Train unit in the Philippines

The Hybrid Electric Train (HET) is a hybrid electric train built by the Department of Science and Technology's Metals Industry Research and Development Center.

It is the first train crafted and designed locally by Filipino engineers with parts imported from abroad. It was officially turned over to the Philippine National Railways on June 20, 2019.

== Background ==
The development of the Hybrid Electric Train (HET) is a project of the Metals Industry Research and Development Center (MIRDC) of the Philippine Department of Science and Technology in partnership with the Philippine National Railways (PNR).

The Hybrid Electric Train project began in 2012, and the designing of the train commenced in the following year. The bidding process took place in 2013, with the manufacturing taking place from 2014 to 2015. The project was introduced to the public in June 2016.

The train was developed by ten Filipino engineers and technicians from MIRDC led by head engineer Pablo Acuin.

== Specifications ==
The Hybrid Electric Train is a hybrid electric vehicle powered by electricity and diesel. It has 260 lead acid batteries which is used to run the train and operate its automatic doors, air-conditioning and CCTV systems. It can be converted to utilize lithium battery. It also makes use of regenerative braking technology.

The trainset has five non-articulated cars measuring 12 m long, 2.85 m wide, and 4.432 m high with one double-sliding doors on each side of each car, which can carry 220 passengers each at 50 kph. Four of its cars serve as passenger coaches with one having a driver's cabin, while the other car not mentioned solely serves as a generator car that also includes a driver's cabin.

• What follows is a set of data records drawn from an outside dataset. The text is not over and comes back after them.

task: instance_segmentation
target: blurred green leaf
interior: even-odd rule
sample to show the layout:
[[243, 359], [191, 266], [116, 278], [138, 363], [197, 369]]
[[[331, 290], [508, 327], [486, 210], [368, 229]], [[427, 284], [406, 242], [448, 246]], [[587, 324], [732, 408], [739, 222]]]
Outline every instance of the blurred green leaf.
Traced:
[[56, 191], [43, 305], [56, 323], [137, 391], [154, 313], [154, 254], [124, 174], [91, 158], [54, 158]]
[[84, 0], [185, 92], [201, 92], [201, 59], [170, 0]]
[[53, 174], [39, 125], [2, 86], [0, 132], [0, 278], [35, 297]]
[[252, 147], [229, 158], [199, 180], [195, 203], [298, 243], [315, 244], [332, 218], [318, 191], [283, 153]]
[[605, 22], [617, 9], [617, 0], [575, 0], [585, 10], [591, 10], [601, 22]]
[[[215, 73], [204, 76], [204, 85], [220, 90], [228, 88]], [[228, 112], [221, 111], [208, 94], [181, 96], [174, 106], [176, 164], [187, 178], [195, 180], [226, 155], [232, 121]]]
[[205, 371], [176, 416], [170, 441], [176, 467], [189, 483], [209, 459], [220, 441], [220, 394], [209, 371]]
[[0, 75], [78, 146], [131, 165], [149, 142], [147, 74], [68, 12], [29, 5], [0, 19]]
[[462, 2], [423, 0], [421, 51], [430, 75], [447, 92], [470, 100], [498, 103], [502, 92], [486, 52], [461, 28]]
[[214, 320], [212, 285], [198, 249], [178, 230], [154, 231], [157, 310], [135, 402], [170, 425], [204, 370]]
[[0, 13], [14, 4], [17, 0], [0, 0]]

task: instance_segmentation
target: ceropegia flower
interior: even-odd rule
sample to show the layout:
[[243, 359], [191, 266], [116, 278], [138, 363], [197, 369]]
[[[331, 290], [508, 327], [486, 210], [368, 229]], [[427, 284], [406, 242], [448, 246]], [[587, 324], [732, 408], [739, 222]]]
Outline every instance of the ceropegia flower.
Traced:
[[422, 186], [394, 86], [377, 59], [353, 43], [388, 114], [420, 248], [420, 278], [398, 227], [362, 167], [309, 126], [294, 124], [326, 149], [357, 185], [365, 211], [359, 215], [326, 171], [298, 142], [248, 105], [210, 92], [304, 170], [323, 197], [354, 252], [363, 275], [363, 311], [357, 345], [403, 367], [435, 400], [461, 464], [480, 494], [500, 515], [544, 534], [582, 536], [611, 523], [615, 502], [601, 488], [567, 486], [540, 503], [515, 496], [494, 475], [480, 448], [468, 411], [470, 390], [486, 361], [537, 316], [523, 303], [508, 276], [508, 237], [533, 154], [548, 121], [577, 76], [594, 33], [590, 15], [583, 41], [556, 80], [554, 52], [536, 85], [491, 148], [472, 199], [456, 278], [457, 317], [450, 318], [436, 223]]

The train also has an automatic stop safety feature that would activate in an event of a strong earthquake.

The MIRDC contracted local bus and truck manufacturer Fil-Asia Automotive and Industries Corp. to build the train. Fil-Asia in turn outsourced the motor, chassis, engine, motor, axle, and wheels from outside of the Philippines to be able to manufacture it.

The trainset formation is Tc-T-T-T-Mc in which one of the two cabs are the power cars. The Tc car is described as a pilot car, the T cars are described as passenger cars, and the Mc car is described as a power car.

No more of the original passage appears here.